Saat saya masuk satu demi satu ke rumah tetangga dan sanak saudara., saya amati ternyata banyak yang memajang foto-foto di dinding. Tentu saja daripada dinding itu kosong tanpa hiasan, akan lebih elok bila ada satu, dua buah pernak-pernik yang menempel. Maka, cobalah perhatikan, biasanya kalau tidak foto ya kaligrafi, bisa juga lukisan.
Memerhatikan foto-foto yang terpajang di ruang tamu, ternyata menarik juga. Beberapa memperlihatkan seluruh anggota keluarga sedang tersenyum. Cerminan kebahagiaan keluarga itu. Jarang foto yang cemberut dipajang. Nah, masalahnya apakah benar senyum yang nampak di foto itu adalah tanda bahagia dari sebuah keluarga yang harmonis? Saya kira kita harus benar-benar usil untuk sampai dengan tahu hal semacam itu. Paling mudah, percayalah pada apa yang nampak di foto itu. Bersyukurlah karena saudara, kerabat, tetangga kita begitu bahagia keluarganya seperti apa yang nampak dari foto keluarga di ruang tamu tersebut.

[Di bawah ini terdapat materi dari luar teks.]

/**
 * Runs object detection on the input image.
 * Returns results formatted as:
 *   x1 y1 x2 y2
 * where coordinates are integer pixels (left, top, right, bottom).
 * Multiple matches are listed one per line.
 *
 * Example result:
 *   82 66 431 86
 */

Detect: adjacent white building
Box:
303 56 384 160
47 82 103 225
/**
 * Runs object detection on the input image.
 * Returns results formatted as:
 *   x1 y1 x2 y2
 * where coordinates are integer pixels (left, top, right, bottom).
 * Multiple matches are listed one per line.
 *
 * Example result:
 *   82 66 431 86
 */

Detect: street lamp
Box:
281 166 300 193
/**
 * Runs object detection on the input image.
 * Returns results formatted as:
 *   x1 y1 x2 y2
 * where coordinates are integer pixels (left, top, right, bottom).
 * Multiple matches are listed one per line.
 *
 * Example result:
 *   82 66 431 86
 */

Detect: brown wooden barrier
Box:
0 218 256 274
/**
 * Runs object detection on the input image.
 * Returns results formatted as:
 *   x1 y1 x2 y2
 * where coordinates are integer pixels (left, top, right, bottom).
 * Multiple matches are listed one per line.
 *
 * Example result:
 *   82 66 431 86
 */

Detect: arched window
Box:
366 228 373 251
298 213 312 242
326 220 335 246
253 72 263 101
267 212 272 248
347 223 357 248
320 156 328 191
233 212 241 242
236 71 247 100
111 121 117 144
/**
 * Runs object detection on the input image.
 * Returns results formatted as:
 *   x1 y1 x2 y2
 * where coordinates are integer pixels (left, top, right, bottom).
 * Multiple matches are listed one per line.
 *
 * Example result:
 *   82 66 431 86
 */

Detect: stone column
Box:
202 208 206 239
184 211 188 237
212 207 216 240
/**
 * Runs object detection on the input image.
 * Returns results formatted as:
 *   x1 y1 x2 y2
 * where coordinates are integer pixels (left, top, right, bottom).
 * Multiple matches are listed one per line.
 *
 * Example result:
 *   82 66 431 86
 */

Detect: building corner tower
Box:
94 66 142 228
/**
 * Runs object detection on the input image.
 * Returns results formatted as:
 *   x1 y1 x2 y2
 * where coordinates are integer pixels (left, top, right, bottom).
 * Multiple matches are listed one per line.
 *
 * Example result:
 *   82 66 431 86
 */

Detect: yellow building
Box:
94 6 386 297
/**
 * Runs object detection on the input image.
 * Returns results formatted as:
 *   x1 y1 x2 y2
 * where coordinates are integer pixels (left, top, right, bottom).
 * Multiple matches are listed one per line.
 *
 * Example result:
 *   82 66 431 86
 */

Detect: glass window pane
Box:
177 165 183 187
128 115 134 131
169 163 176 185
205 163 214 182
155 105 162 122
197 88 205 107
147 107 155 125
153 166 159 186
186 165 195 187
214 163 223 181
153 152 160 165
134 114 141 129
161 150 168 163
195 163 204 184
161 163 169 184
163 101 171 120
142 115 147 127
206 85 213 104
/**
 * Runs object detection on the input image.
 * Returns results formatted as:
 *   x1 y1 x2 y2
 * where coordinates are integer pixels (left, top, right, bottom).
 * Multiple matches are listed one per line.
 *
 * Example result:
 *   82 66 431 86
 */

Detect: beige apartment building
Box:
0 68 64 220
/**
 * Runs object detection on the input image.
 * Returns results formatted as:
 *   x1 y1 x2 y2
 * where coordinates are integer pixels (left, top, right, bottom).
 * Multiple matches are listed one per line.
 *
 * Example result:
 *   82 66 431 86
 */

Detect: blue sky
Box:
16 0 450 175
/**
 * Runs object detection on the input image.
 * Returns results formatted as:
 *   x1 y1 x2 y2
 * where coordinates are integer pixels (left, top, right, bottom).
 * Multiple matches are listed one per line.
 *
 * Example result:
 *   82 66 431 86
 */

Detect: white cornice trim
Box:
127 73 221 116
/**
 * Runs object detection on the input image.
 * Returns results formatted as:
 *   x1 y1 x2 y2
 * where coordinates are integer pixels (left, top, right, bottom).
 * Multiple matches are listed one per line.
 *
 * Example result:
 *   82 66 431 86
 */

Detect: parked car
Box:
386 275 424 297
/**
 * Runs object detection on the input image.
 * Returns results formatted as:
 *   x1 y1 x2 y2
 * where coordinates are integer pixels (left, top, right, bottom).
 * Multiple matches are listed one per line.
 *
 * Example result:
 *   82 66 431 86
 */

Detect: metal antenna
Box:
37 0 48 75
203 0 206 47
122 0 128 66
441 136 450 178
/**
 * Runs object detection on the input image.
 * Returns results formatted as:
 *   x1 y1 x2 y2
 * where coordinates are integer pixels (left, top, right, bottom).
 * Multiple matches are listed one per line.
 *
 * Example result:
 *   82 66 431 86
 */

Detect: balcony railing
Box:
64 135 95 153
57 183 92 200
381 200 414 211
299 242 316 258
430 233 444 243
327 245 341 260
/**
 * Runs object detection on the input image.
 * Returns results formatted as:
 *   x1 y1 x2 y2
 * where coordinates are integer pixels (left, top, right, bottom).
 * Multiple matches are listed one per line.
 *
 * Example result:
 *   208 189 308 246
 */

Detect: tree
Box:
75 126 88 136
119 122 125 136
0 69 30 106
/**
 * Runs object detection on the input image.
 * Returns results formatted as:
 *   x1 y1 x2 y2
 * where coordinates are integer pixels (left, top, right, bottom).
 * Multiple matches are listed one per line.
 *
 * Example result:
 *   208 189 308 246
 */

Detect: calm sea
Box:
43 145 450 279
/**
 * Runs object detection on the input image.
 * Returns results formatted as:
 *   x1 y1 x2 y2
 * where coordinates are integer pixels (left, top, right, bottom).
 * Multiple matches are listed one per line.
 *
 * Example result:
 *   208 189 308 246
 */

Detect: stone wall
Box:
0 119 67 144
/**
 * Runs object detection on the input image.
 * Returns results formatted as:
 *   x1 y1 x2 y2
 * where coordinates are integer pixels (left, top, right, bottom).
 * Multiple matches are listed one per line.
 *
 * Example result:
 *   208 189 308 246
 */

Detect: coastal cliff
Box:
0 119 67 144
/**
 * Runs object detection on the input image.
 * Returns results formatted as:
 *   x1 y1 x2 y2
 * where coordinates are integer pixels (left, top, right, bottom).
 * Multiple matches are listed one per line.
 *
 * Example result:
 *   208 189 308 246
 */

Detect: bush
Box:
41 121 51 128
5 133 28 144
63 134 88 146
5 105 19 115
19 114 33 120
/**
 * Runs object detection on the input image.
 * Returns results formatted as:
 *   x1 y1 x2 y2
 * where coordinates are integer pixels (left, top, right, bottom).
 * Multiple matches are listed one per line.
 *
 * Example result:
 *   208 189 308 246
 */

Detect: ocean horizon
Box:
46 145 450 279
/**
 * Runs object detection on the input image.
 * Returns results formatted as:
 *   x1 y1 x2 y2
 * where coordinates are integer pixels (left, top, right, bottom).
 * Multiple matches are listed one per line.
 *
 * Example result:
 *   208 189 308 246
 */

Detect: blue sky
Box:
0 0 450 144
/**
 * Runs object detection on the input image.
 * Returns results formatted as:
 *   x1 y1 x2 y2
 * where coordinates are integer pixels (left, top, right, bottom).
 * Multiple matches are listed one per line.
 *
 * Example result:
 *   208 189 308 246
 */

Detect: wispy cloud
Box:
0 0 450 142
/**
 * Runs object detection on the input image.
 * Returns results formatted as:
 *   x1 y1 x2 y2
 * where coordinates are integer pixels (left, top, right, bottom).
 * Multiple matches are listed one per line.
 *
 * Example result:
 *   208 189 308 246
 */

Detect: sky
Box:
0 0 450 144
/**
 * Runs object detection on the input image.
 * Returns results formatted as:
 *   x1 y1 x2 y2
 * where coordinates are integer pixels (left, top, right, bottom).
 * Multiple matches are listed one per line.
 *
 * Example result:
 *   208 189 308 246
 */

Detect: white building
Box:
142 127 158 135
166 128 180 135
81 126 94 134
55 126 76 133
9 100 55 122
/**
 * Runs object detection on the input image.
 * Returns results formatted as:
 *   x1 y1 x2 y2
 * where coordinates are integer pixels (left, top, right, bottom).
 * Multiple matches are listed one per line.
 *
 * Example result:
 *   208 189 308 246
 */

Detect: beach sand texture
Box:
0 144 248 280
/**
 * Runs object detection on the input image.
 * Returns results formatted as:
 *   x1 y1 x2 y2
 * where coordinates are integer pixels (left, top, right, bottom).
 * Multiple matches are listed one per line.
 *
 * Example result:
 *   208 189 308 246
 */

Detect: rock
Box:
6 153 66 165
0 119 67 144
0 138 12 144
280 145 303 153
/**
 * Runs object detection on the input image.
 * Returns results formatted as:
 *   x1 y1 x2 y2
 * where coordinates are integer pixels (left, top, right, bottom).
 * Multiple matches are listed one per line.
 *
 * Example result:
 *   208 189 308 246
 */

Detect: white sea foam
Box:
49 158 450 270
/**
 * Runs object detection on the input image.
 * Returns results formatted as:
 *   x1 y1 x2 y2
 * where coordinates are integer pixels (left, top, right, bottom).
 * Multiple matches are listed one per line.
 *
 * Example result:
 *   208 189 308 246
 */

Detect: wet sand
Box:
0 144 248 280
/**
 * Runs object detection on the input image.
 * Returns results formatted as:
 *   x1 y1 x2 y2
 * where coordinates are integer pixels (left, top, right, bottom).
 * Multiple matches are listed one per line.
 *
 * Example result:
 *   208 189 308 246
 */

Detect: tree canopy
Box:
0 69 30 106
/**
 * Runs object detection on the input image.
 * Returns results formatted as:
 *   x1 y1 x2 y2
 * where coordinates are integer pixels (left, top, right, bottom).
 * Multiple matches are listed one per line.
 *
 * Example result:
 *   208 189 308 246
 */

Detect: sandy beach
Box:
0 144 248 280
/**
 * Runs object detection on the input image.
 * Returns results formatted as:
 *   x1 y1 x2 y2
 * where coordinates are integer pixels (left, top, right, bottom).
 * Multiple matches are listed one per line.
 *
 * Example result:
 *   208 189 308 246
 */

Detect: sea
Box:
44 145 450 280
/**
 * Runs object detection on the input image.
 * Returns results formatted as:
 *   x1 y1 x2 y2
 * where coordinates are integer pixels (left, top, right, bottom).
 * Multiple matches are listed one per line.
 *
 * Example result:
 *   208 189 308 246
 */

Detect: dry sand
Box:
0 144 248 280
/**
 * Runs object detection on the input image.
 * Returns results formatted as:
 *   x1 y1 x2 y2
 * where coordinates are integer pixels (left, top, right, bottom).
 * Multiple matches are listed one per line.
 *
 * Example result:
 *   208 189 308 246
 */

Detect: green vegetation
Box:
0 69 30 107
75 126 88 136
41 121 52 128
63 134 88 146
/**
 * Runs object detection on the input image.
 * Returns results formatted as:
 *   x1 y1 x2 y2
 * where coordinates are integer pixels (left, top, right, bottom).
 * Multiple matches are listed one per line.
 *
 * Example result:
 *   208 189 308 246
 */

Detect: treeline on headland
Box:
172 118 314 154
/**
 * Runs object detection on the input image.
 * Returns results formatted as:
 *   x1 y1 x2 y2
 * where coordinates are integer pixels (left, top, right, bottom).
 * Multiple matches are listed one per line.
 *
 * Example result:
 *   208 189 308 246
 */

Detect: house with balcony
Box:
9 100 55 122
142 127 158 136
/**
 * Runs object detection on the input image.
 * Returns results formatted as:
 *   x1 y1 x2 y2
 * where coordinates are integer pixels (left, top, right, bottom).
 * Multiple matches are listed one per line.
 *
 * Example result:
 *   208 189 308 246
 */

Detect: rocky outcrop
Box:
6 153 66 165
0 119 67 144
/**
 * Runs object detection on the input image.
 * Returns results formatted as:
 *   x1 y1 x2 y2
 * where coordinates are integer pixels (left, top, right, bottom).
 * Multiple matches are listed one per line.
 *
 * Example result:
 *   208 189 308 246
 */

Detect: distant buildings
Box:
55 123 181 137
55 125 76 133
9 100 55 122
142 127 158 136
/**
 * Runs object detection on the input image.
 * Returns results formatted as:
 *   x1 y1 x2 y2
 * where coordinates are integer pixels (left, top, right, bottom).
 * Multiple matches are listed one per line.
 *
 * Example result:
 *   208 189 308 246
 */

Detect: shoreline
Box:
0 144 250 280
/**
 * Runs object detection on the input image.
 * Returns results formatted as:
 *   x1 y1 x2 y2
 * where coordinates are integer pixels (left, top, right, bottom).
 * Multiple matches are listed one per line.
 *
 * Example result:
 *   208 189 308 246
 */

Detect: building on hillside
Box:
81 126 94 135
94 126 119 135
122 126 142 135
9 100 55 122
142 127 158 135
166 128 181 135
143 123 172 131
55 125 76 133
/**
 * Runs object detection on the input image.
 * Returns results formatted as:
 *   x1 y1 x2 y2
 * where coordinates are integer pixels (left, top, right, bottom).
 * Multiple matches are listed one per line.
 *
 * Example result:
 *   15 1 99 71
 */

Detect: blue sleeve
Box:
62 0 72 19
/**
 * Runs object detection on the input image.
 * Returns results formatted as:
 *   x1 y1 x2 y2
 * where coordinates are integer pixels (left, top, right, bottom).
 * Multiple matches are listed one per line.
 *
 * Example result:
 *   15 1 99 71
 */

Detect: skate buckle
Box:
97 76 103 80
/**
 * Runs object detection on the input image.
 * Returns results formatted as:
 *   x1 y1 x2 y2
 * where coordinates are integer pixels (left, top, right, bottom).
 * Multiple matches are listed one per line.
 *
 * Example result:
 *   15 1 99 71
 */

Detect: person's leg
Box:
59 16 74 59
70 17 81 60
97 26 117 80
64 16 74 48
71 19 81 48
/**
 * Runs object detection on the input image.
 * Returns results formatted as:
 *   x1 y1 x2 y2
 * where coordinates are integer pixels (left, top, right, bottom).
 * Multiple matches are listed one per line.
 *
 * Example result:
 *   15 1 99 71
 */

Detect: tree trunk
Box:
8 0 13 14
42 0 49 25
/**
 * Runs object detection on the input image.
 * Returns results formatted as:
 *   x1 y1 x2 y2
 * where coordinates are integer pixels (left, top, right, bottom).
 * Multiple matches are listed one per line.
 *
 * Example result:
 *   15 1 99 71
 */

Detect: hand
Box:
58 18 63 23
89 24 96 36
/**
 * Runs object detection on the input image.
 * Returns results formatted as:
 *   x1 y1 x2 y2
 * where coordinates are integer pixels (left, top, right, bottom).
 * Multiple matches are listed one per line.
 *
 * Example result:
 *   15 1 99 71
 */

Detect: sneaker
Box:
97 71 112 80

“Bagaimana kalau ternyata keluarga itu tidak benar-benar bahagia dan menyunggingkan senyum seperti di foto itu, Uncle?”
“Errrr….”
Orang tua tidak pernah egois. Lihatlah foto-foto itu lagi, mereka tidak pernah dominan. Lebih mudah menemukan foto anak pertama dan kedua memakai toga dan menggenggam ijasah. Gambar anak ke tiga yang mengenakan seragam tentara. Entah kenapa, lebih banyak foto-foto semacam itu yang saya temukan.
Kebanggaan barangkali lebih tepat daripada kesombongan. Itulah mungkin alasan yang mendasari pemasangan foto-foto tersebut, ketimbang pameran kemesraan kedua orang tua. Pula, apakah kemesraan perlu dipamerkan?
Kebersamaan begitu lama sampai dengan menghasilkan foto-foto anak yang diwisuda, yang mengenakan seragam tentara., saya kira lebih dari cukup untuk mengartikan betapa mereka telah bahu-membahu mewujudkan itu semua. Betapa mereka begitu mesra.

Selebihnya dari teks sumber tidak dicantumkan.